Are the teachers in Croatia right to strike?
Teachers in Croatia have expanded the protests they have been holding since mid-October and are staging a general strike this week which they say won't end until the government starts negotiating with them. The latter has so far rejected the teachers' demand for a pay rise of about six percent. For some of the country's media the teachers have lost all sense of proportion.
Children are not playthings
Using schoolchildren as a way of pushing through one's own goals is reprehensible, Večernji list fumes:
“The striking teachers should know that the ombudswoman for children's rights is right when she warns that according to national and international regulations the interests of children are to take precedence over all actions that also have to do with children. ... Children are not playthings. People in an official capacity whose job it is to care for their well-being must not use them as fodder in their own struggles.
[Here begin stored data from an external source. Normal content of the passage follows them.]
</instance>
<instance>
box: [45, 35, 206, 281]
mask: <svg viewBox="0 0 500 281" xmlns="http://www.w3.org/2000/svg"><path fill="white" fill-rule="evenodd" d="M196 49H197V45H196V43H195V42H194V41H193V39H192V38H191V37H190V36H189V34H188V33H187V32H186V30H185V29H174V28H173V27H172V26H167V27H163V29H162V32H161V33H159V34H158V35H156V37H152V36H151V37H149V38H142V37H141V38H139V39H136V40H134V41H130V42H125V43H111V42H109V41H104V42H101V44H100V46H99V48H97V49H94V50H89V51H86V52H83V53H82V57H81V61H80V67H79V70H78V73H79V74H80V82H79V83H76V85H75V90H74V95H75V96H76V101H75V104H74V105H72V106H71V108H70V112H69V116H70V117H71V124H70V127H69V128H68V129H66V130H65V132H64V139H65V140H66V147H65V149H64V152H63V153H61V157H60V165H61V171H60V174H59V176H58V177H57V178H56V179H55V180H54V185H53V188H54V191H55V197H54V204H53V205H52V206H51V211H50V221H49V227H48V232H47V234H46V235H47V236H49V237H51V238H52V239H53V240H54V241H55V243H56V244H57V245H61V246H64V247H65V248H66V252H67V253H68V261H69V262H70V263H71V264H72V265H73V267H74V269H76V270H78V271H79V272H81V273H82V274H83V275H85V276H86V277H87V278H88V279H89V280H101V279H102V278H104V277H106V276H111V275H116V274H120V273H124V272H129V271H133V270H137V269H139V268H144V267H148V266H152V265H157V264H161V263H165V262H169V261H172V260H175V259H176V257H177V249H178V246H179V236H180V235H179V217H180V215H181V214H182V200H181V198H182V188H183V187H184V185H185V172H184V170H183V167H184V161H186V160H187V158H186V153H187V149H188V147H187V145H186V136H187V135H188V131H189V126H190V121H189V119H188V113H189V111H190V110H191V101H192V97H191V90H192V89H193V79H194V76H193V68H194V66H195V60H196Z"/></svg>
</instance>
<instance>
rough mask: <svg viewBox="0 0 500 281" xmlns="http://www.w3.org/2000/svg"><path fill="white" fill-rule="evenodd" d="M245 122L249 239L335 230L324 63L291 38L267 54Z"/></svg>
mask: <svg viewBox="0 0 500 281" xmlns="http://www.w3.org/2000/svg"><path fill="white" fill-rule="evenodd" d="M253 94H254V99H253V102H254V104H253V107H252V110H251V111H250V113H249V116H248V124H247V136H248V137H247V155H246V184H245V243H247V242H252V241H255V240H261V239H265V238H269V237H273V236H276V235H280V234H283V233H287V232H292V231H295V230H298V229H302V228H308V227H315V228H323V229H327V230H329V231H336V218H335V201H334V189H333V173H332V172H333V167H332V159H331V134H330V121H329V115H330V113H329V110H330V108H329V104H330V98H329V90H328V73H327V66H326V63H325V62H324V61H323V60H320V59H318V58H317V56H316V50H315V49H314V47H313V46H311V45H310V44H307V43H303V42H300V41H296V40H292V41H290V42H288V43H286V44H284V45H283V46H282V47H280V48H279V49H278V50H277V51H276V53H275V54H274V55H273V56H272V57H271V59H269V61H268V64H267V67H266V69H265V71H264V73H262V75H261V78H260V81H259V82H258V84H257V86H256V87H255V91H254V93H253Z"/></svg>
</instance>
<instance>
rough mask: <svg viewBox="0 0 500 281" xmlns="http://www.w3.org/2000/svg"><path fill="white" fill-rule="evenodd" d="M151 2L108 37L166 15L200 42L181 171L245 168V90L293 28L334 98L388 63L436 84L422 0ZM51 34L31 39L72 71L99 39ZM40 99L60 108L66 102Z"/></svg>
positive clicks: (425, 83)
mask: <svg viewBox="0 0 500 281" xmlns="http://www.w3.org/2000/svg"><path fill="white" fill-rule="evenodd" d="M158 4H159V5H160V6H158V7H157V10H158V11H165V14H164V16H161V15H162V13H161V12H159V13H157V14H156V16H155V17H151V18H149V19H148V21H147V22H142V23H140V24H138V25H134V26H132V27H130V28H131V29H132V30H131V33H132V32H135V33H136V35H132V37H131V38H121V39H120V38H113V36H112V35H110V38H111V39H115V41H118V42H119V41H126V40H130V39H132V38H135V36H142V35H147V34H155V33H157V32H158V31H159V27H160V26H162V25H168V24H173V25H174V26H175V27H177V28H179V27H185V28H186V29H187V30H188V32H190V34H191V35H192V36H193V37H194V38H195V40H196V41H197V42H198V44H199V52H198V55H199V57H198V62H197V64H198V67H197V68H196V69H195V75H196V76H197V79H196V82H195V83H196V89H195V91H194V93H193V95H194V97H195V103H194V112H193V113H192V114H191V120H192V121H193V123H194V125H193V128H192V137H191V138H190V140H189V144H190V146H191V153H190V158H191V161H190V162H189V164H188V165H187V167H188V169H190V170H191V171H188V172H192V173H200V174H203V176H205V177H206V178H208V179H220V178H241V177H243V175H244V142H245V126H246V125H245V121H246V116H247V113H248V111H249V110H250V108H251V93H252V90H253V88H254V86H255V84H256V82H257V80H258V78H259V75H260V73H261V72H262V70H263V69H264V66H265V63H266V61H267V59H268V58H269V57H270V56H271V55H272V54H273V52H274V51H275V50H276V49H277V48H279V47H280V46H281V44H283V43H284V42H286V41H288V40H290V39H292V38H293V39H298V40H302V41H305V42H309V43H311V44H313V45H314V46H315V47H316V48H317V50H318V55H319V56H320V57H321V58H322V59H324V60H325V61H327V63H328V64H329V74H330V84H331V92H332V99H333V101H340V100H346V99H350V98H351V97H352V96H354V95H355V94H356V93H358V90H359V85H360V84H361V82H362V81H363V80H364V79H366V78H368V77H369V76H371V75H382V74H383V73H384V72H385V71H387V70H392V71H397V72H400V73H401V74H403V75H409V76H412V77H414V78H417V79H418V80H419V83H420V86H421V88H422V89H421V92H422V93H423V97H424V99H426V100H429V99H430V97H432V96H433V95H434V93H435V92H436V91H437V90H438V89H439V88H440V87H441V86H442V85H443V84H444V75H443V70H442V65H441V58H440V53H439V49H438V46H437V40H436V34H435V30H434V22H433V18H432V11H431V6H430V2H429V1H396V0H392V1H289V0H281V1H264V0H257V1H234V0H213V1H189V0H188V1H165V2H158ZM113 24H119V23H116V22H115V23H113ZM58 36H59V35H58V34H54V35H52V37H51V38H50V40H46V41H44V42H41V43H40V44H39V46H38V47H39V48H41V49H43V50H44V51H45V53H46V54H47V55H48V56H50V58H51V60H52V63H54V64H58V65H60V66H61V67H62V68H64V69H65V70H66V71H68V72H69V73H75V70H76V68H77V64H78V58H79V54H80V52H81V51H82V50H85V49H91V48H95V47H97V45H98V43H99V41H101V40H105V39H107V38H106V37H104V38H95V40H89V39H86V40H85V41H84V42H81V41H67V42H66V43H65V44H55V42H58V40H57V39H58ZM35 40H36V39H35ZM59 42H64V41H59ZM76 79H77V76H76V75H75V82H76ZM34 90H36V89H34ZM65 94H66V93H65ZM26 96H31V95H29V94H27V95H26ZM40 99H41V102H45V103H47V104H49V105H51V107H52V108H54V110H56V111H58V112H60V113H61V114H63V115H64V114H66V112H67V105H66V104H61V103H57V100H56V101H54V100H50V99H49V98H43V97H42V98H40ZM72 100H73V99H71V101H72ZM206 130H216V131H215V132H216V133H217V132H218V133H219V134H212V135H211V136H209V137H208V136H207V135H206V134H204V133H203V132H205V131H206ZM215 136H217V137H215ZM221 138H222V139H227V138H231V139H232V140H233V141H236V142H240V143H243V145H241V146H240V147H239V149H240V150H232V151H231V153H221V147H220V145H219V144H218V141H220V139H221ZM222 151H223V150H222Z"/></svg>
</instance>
Those who do sully the work of good teachers who work with children not because they couldn't get any other qualification, but out of love for their job. ... Only such teachers guarantee that society will progress.”
A question of honour
The action has long been about more than money, Jutarnji list believes:
“The strike by teachers and professors has reached a phase in which the question of wages that was behind it initially is no longer the main issue. ... Now the driving motive is defending the honour of the profession entrusted with our children's education. If parents support the strike, it's not so that the teachers will get six hundred, seven hundred or a thousand kuna more pay, but because their children are important to them. And they want them to be taught by people who are content and have a material status that puts them in the upper middle class rather than robbing them of their social standing.”